Mittwoch, 16. September 2026 --:--
EILMELDUNG
Der Bundeskanzler von Deutschland fordert die Öffnung der Straße von Hormuz und Bab al-Mandab durch den Iran und die Huthis
Welt

Der Bundeskanzler von Deutschland fordert die Öffnung der Straße von Hormuz und Bab al-Mandab durch den Iran und die Huthis

منبع تصویر: aftabnews.ir

Von Aktualisiert: 2 Min. Lesezeit 33,689

Friedrich Merz, der Bundeskanzler von Deutschland, beschäftigte sich in einer gemeinsamen Pressekonferenz mit Ali al-Saidi, dem Premierminister des Irak, in Berlin mit den aktuellen Krisen in der Region.
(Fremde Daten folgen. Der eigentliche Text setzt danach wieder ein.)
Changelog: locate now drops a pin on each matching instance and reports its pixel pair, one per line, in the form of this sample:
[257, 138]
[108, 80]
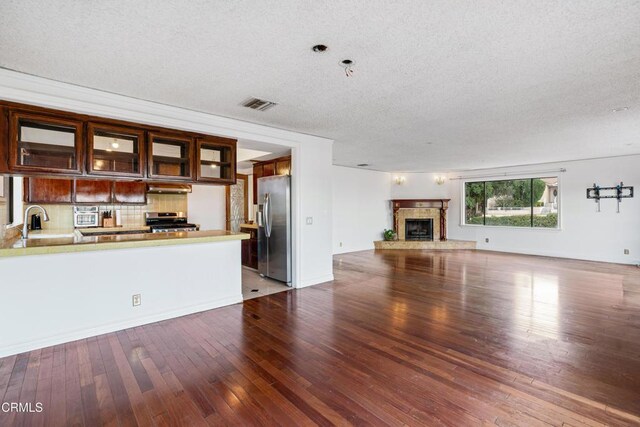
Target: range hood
[159, 188]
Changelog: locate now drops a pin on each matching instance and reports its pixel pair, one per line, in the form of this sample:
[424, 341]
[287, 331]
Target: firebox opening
[418, 229]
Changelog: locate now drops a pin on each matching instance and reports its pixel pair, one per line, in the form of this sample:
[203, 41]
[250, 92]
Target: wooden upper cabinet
[40, 143]
[48, 190]
[279, 166]
[257, 173]
[216, 160]
[4, 145]
[114, 150]
[89, 191]
[170, 156]
[44, 142]
[129, 192]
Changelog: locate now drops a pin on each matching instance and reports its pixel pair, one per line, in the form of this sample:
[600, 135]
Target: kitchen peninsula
[84, 286]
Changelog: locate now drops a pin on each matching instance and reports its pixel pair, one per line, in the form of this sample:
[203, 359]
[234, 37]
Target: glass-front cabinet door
[170, 156]
[40, 143]
[115, 150]
[216, 160]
Er verwies in dieser Sitzung insbesondere auf die Spannungen zwischen dem Iran und den USA und deren Auswirkungen auf den Irak und behauptete, dass der Iran darauf abziele, die Konflikte auf irakisches Gebiet auszudehnen.

Aufruf zum Ende der Konflikte

Merz erklärte in dieser Sitzung: "Wir fordern den Iran auf, den Konflikt nicht in den Irak zu tragen." Er betonte auch die Notwendigkeit, dass der Iran die Blockade der Straße von Hormuz beendet und forderte einen Stopp des militärischen Atomprogramms dieses Landes. Diese Äußerungen werden in einem Kontext gemacht, in dem regionale Spannungen und Sicherheitskrisen erhebliche Auswirkungen auf die globalen Märkte haben können.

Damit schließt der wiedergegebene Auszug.